Korea Utara bersiap mengirim 10.000 wanita ke pabrik pesawat tak berawak Rusia

Table of Contents

Lembaga media yang berbasis di Amerika Serikat, 38 North, melaporkan pada hari ke-17 bahwa Korea Utara diperkirakan akan mengirimkan lebih dari 10.000 pekerja perempuan ke pabrik pembuatan pesawat tak berawak Rusia. Korea Utara kemungkinan akan mengirimkan bukan hanya pekerja umum tetapi juga teknisi dan staf peneliti, dan jika Korea Utara memperoleh kemampuan untuk memproduksi pesawat tak berawak yang bisa menghancurkan diri melalui ini, hal itu diperkirakan akan menjadi ancaman signifikan terhadap keamanan kami.

Menurut 38 North, Korea Utara sedang bersiap mengirimkan pekerja ke pabrik drone di Kawasan Ekonomi Khusus (SEZ) Alabuga di Tatarstan, Rusia. Pabrik Alabuga, yang terletak sekitar 900 km timur Moskow, dikenal sebagai pusat produksi kunci untuk drone Shahed-136 yang bisa hancur sendiri dan drone pengintai Albatros yang dikembangkan oleh Iran. Sebelumnya, Badan Intelijen Pertahanan Ukraina (DIU) menyatakan bahwa Korea Utara akan mengirimkan 12.000 pekerja ke Alabuga.

Sejak invasi Rusia ke Ukraina pada tahun 2022, Rusia terus merekrut tenaga kerja asing untuk bekerja di pabrik Alabuga.
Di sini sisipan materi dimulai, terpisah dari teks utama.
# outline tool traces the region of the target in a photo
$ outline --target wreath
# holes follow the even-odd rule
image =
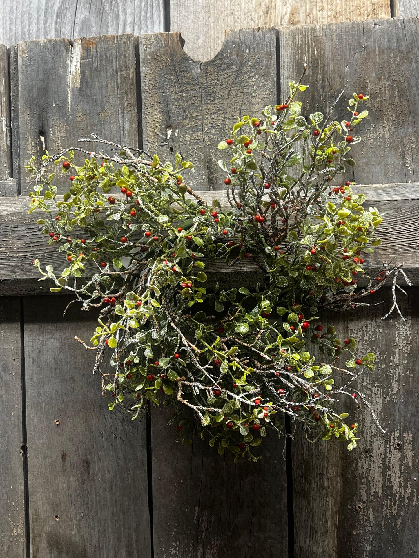
[[[284,416],[310,440],[336,437],[352,449],[358,425],[335,410],[345,398],[360,398],[378,424],[356,387],[374,355],[359,354],[354,339],[341,342],[318,317],[365,305],[404,275],[384,265],[356,288],[382,218],[363,207],[353,183],[332,185],[355,164],[348,154],[361,138],[353,129],[368,116],[360,105],[368,97],[354,94],[347,121],[333,118],[341,94],[326,117],[306,119],[296,99],[306,87],[290,82],[286,102],[239,119],[218,145],[228,150],[218,162],[227,207],[192,189],[185,175],[193,165],[180,155],[173,166],[94,134],[80,140],[94,142],[94,151],[46,152],[39,168],[34,157],[26,167],[36,177],[30,213],[46,214],[37,222],[68,261],[60,276],[38,259],[35,267],[54,282],[51,291],[99,309],[93,347],[75,339],[97,351],[109,410],[135,419],[147,402],[171,405],[169,424],[185,445],[196,431],[236,460],[258,459],[254,448],[269,430],[285,435]],[[89,156],[78,166],[75,153]],[[63,198],[51,165],[69,177]],[[211,261],[246,259],[260,270],[255,288],[207,285]]]

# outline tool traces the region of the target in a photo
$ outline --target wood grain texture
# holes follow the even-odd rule
[[[156,558],[288,556],[284,442],[273,434],[256,463],[233,463],[196,436],[184,447],[168,426],[173,411],[154,408],[154,552]]]
[[[163,0],[2,0],[0,43],[163,31]]]
[[[359,184],[415,182],[419,176],[418,37],[416,18],[279,30],[282,96],[307,56],[310,89],[299,96],[303,114],[327,113],[346,88],[336,110],[340,122],[353,92],[370,95],[363,105],[369,116],[358,127],[363,142],[351,152],[356,166],[347,175]]]
[[[0,44],[0,180],[10,178],[10,88],[7,50]]]
[[[20,303],[0,298],[0,555],[24,558]]]
[[[396,17],[417,17],[419,16],[419,6],[416,0],[397,0]]]
[[[145,423],[108,410],[74,340],[96,316],[48,300],[24,309],[31,556],[149,558]]]
[[[73,46],[66,39],[21,42],[17,64],[12,108],[17,107],[22,193],[27,194],[31,180],[23,167],[32,155],[39,162],[45,150],[79,146],[78,140],[92,132],[137,145],[132,35],[77,39]],[[83,145],[88,151],[89,146]],[[60,176],[57,170],[55,185],[66,189],[69,176]]]
[[[237,117],[275,103],[275,32],[231,32],[203,64],[192,60],[182,44],[178,33],[140,37],[144,148],[173,162],[180,153],[194,164],[197,190],[221,190],[218,143]]]
[[[404,0],[400,0],[404,1]],[[407,0],[407,2],[409,0]],[[410,0],[414,2],[414,0]],[[416,14],[408,14],[416,15]],[[390,17],[387,0],[171,0],[170,31],[180,31],[185,51],[195,60],[213,58],[224,30],[307,25]]]
[[[380,225],[382,244],[368,256],[366,270],[375,272],[385,260],[389,263],[404,263],[405,269],[415,284],[419,284],[419,194],[417,185],[378,185],[359,186],[367,195],[367,205],[373,205],[385,212]],[[224,192],[200,194],[207,201],[217,198],[227,206]],[[32,265],[37,257],[43,267],[51,263],[56,270],[64,268],[63,257],[56,247],[50,247],[36,224],[39,215],[27,214],[30,200],[26,196],[0,198],[0,292],[5,294],[35,294],[49,290],[49,283],[40,283]],[[397,231],[397,234],[395,231]],[[400,238],[403,241],[401,242]],[[247,260],[232,267],[223,262],[206,262],[207,271],[218,277],[228,273],[230,280],[259,280],[258,268]],[[238,274],[238,275],[237,275]],[[256,275],[255,275],[256,274]]]
[[[389,290],[382,306],[344,315],[329,313],[341,339],[353,335],[359,353],[376,354],[376,370],[365,373],[361,389],[379,420],[368,410],[345,402],[348,420],[360,424],[358,447],[331,440],[313,445],[299,431],[293,442],[296,557],[396,558],[419,553],[419,437],[416,335],[419,326],[417,288],[398,297],[407,319],[380,319],[391,306]],[[385,291],[387,291],[387,293]]]

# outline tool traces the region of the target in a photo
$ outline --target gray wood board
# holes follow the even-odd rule
[[[164,31],[164,0],[2,0],[0,43]]]
[[[194,164],[194,175],[185,176],[197,189],[222,189],[218,143],[237,117],[259,116],[275,103],[275,30],[231,31],[203,63],[184,52],[179,33],[140,39],[144,149],[172,162],[180,153]]]
[[[0,180],[10,178],[10,88],[7,50],[0,44]]]
[[[298,558],[398,558],[419,552],[419,291],[398,295],[403,322],[396,315],[380,319],[391,306],[389,290],[374,295],[384,301],[380,306],[322,316],[340,339],[357,339],[360,355],[375,353],[376,369],[365,373],[360,389],[388,430],[382,434],[365,405],[358,409],[349,398],[347,420],[359,424],[360,438],[351,452],[335,439],[313,445],[297,429],[292,463]]]
[[[366,270],[375,272],[384,260],[392,264],[404,262],[411,278],[419,284],[419,200],[416,199],[416,185],[359,187],[367,192],[367,205],[373,204],[385,212],[380,232],[383,243],[366,258]],[[220,191],[202,193],[207,201],[217,198],[225,205],[226,199],[223,194]],[[40,227],[36,224],[39,215],[36,211],[27,215],[29,199],[26,196],[0,198],[0,292],[3,295],[19,292],[18,290],[21,290],[21,294],[49,291],[50,285],[46,281],[37,282],[39,276],[32,264],[36,257],[44,267],[47,263],[51,263],[56,271],[64,267],[63,255],[56,248],[50,247],[46,238],[40,234]],[[246,276],[247,280],[249,277],[254,280],[258,270],[254,263],[247,260],[232,267],[221,261],[207,263],[208,273],[231,273],[232,280],[242,280]]]
[[[369,116],[356,128],[363,142],[351,151],[357,164],[348,171],[350,180],[364,184],[414,182],[419,176],[418,37],[416,18],[279,30],[284,98],[288,81],[299,77],[307,57],[304,83],[310,88],[298,96],[303,114],[326,113],[345,88],[336,110],[340,122],[350,114],[347,100],[354,92],[370,95],[363,104]]]
[[[37,64],[40,60],[42,64]],[[15,118],[12,113],[12,118],[19,132],[22,193],[27,194],[32,181],[24,166],[32,155],[39,164],[45,150],[51,155],[75,146],[94,151],[93,144],[78,141],[92,132],[137,146],[132,35],[77,39],[72,45],[66,39],[21,42],[17,64],[18,94],[12,103],[17,114]],[[60,166],[51,167],[51,172],[57,171],[54,184],[65,191],[70,184],[70,173],[61,177],[61,170]]]
[[[0,555],[25,555],[20,302],[0,297]]]
[[[286,558],[284,440],[269,432],[256,463],[233,463],[194,436],[177,441],[170,408],[151,412],[154,552],[156,558]],[[262,542],[263,541],[263,542]]]
[[[108,410],[96,352],[73,339],[96,315],[49,300],[24,309],[31,555],[149,558],[145,423]]]

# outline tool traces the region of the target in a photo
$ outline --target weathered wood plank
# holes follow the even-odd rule
[[[297,430],[292,459],[298,558],[398,558],[419,552],[419,292],[398,296],[403,323],[380,319],[391,305],[385,291],[377,299],[384,299],[382,306],[323,318],[341,339],[359,340],[360,355],[375,353],[377,369],[365,373],[362,389],[388,430],[380,432],[365,405],[358,409],[350,401],[349,420],[359,423],[361,438],[352,452],[333,440],[313,445]]]
[[[396,0],[396,17],[417,17],[419,16],[419,6],[416,0]]]
[[[164,0],[2,0],[0,43],[164,31]]]
[[[23,167],[32,155],[39,162],[45,150],[74,146],[92,132],[137,145],[132,35],[77,39],[73,46],[66,39],[21,42],[17,60],[22,193],[31,180]],[[89,145],[84,144],[88,151]],[[55,185],[68,187],[69,175],[58,170]]]
[[[140,37],[144,148],[172,161],[180,153],[193,162],[197,189],[221,190],[218,143],[237,117],[275,102],[275,32],[232,31],[203,64],[182,44],[178,33]]]
[[[419,194],[417,185],[378,185],[356,187],[366,193],[366,204],[373,204],[385,215],[381,225],[382,244],[368,257],[366,269],[372,272],[381,268],[384,260],[393,264],[404,262],[411,278],[419,284]],[[227,206],[225,193],[200,193],[207,201],[216,198],[223,206]],[[39,259],[43,266],[51,263],[59,270],[64,267],[62,254],[56,248],[49,246],[46,238],[40,235],[36,212],[27,215],[30,200],[21,198],[0,198],[0,292],[4,294],[34,294],[48,291],[46,282],[39,283],[37,272],[32,261]],[[394,233],[397,230],[398,235]],[[400,242],[400,238],[403,242]],[[211,274],[229,274],[231,280],[243,274],[257,273],[258,268],[247,260],[227,267],[220,262],[208,261],[207,271]],[[235,276],[235,274],[239,275]],[[240,275],[241,274],[241,275]],[[257,277],[254,278],[257,280]]]
[[[149,558],[145,423],[108,411],[73,339],[96,316],[69,301],[25,303],[31,555]]]
[[[24,558],[20,302],[0,298],[0,555]]]
[[[400,0],[401,2],[414,0]],[[195,60],[207,60],[218,52],[224,30],[307,25],[390,17],[387,0],[171,0],[170,30],[180,31],[186,52]],[[407,13],[406,15],[416,15]],[[304,54],[304,53],[303,53]]]
[[[283,440],[273,434],[261,460],[235,465],[197,436],[177,442],[172,412],[151,411],[155,556],[250,558],[263,541],[266,556],[286,558]]]
[[[419,176],[419,20],[355,22],[336,25],[282,27],[279,30],[281,91],[299,76],[303,114],[328,110],[346,88],[336,110],[346,119],[345,100],[356,91],[370,95],[364,104],[368,119],[360,124],[363,143],[354,146],[356,166],[348,173],[359,184],[414,182]]]
[[[0,44],[0,180],[11,176],[10,88],[7,50]]]

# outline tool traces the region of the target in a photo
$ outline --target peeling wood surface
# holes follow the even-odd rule
[[[194,437],[177,442],[170,408],[153,408],[154,553],[157,558],[251,558],[288,556],[283,440],[273,433],[256,463],[233,463],[232,454]]]
[[[275,102],[275,30],[232,31],[203,64],[184,52],[178,33],[140,39],[144,149],[173,162],[180,153],[195,166],[197,190],[222,190],[218,143],[237,117]]]
[[[376,295],[381,306],[323,317],[340,339],[357,339],[360,355],[375,353],[377,369],[365,372],[361,388],[388,431],[379,432],[365,406],[358,410],[353,400],[345,407],[348,420],[360,424],[361,439],[353,451],[333,439],[310,444],[297,429],[292,460],[298,558],[419,554],[418,295],[415,288],[398,295],[406,322],[380,319],[391,306],[389,289]]]
[[[301,95],[303,114],[328,111],[346,88],[336,118],[346,119],[353,92],[370,95],[368,119],[357,127],[363,142],[349,180],[358,184],[415,182],[419,176],[419,20],[391,19],[279,30],[281,95],[298,78],[307,56],[310,86]],[[334,93],[332,92],[332,90]]]
[[[27,194],[32,176],[23,168],[34,155],[37,163],[45,150],[93,144],[78,140],[92,132],[117,143],[138,145],[135,52],[132,35],[19,43],[17,56],[20,189]],[[39,68],[35,60],[42,60]],[[13,132],[14,133],[14,132]],[[87,156],[88,157],[88,155]],[[65,191],[69,175],[55,184]]]
[[[0,298],[0,555],[24,558],[20,300]]]
[[[399,0],[411,4],[415,0]],[[404,15],[416,15],[406,13]],[[331,23],[390,17],[389,0],[171,0],[170,31],[180,31],[186,52],[207,60],[220,50],[225,30]]]
[[[164,0],[2,0],[0,44],[164,31]]]
[[[108,411],[96,353],[73,339],[97,315],[63,318],[70,300],[25,301],[31,555],[150,558],[145,424]]]
[[[412,280],[419,284],[417,185],[371,185],[356,187],[367,195],[367,206],[374,205],[385,213],[380,231],[383,243],[375,248],[374,254],[366,258],[368,262],[366,270],[375,272],[381,268],[384,260],[392,264],[404,262]],[[225,192],[199,193],[208,203],[217,198],[223,207],[228,206]],[[39,276],[32,267],[32,262],[36,257],[44,267],[47,263],[51,263],[57,270],[64,267],[63,255],[56,248],[48,245],[44,235],[40,235],[40,227],[36,224],[39,215],[36,211],[27,214],[29,203],[29,198],[23,196],[0,198],[0,292],[3,295],[13,294],[16,292],[15,289],[23,289],[21,294],[48,291],[48,283],[38,282]],[[403,242],[400,242],[400,238],[404,239]],[[207,263],[209,273],[228,273],[231,280],[240,278],[237,273],[242,275],[242,276],[257,274],[258,271],[255,264],[247,261],[239,262],[233,267],[228,267],[222,262]],[[11,267],[13,269],[12,282]]]

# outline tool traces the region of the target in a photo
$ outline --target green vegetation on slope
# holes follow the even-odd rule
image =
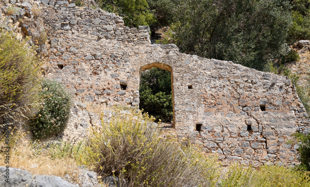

Program ini secara utama menargetkan wanita berusia 18-22 tahun dari negara-negara Afrika dan Amerika Selatan dengan pendapatan rendah, yang diperbolehkan bekerja sekaligus belajar, tetapi pada kenyataannya sebagian besar ditempatkan pada proses produksi drone. Dalam laporan Juli, Institute for Science and International Security (ISIS) menyatakan bahwa akomodasi para pekerja di kompleks produksi drone Alabuga sedang berkembang pesat dan dapat menampung hingga 41.000 orang.

Meskipun kriteria yang akan digunakan Korea Utara untuk memilih pekerja masih tidak diketahui, sangat mungkin bahwa Korea Utara, seperti negara-negara lain, akan mengirimkan wanita muda. Selain itu, tampaknya Korea Utara akan mengirim teknisi dan staf penelitian bersama para pekerja untuk belajar proses manufaktur drone. Pemimpin Korea Utara Kim Jong-un telah secara terbuka menunjukkan minat terhadap kemampuan drone sejak perang Ukraina dan bahkan memerintahkan ekspansi produksi drone yang bisa meledak sendiri pada November tahun lalu. Karena drone Shahed-seri yang diproduksi di Alabuga merupakan contoh drone sekali pakai yang bisa meledak sendiri, Korea Utara dapat menerapkan teknologi yang terakumulasi di lokasi tersebut untuk produksi drone domestiknya. 38 North menyatakan, "Jika Korea Utara memperluas produksi drone domestik sesuai dengan skala personel yang dikirim ke luar negeri, ini bisa secara signifikan mengubah dinamika militer di Semenanjung Korea dalam keadaan darurat di masa depan."